Awards reward excellence in the tourism industry

By Shelley Shan  /  Staff reporter

To 42-year-old Lin Hsin-te (林心德), being a tour leader not only means knowing how to serve the tourists placed under his care, it also means being able to rise to the occasion when the situation calls for it.

While leading a group of 25 Taiwanese tourists on a nine-day trip to Australia last year, Lin rescued a four-year-old Australian girl who fell into the water in Sydney’s Darling Harbor.

“By the time I saw her, she was already in the water,” Lin said. “I have a child about her age, and the only thing I could think of was to rescue her. I did not have any training in saving people who are drowning, but I was quite confident in my swimming skills.”

Lin has also helped a Chinese tourist track down an uncle in Taiwan who had passed away. He then accompanied the tourist to the columbarium in which the uncle’s urn was placed so that he could pay respects to his relative. Lin said that the experience showed him that there is more to his job than at first appears to be the case.

Lin was one of 140 travel industry representatives recognized at the annual Tourism Festival Awards yesterday.

Another tour guide, Lee Shu-ling (李淑玲), was recognized for her actions in a tour bus accident in Taroko Gorge last year in which 13 South Korean tourists were injured.

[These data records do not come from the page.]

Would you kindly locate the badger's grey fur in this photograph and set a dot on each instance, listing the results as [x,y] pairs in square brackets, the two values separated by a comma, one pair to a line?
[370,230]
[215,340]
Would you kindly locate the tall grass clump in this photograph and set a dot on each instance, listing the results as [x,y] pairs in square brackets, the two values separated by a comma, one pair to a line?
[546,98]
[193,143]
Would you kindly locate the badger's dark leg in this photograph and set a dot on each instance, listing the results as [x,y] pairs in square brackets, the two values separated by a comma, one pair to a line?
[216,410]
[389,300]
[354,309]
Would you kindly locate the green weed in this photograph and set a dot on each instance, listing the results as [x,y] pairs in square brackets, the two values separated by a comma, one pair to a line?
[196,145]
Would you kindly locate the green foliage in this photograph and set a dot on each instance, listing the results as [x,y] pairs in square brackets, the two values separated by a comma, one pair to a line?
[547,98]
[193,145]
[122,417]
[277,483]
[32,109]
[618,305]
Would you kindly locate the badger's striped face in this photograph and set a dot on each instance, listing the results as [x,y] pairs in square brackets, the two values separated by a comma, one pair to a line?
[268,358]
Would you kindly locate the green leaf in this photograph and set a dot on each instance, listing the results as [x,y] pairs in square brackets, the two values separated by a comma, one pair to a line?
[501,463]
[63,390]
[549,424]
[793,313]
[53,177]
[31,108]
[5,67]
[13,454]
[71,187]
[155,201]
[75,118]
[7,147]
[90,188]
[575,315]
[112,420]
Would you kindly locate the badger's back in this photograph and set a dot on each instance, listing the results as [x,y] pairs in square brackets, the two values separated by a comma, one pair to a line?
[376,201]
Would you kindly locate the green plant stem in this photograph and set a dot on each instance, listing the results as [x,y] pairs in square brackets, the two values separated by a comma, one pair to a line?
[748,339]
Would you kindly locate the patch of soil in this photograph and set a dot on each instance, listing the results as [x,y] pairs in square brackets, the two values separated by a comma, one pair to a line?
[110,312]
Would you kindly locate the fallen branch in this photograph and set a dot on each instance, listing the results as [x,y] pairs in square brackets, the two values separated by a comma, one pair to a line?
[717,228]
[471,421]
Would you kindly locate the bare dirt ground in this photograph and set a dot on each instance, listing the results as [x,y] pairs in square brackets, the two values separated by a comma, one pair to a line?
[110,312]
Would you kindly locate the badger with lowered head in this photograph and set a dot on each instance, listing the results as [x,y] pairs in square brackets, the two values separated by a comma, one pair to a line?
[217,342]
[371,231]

Although she suffered a fracture in the incident, she continued to assist the tourists in getting medical attention.

Lee said the government should establish a more well-rounded assistance system for international tourists, as she has encountered difficulties in trying to settle disputes following the accident.

Former Tourism Bureau director-general and China Pacific Catering Services chairwoman Janice Lai (賴瑟珍) and Ever Rich Duty Free Shop chairman Simon Chiang (江松樺) were also recognized yesterday for their special contributions to tourism in Taiwan.

President Ma Ying-jeou (馬英九) said at the awards ceremony that the nation should aim to enhance the quality of travellers’ experiences by increasing investment in the tourist industry.

According to Minister of Transportation and Communications Yeh Kuang-shih (葉匡時), the nation received approximately 7.3 million international tourists last year, who helped generate NT$340 billion (US$115 million) in revenue.

The Tourism Bureau will soon be upgraded to become the Tourism Administration under the Cabinet’s plan to restructure government agencies, he said, adding that with a bigger budget earmarked for the administration, the quality of tours in Taiwan could be greatly enhanced with tourists enjoying more diverse services.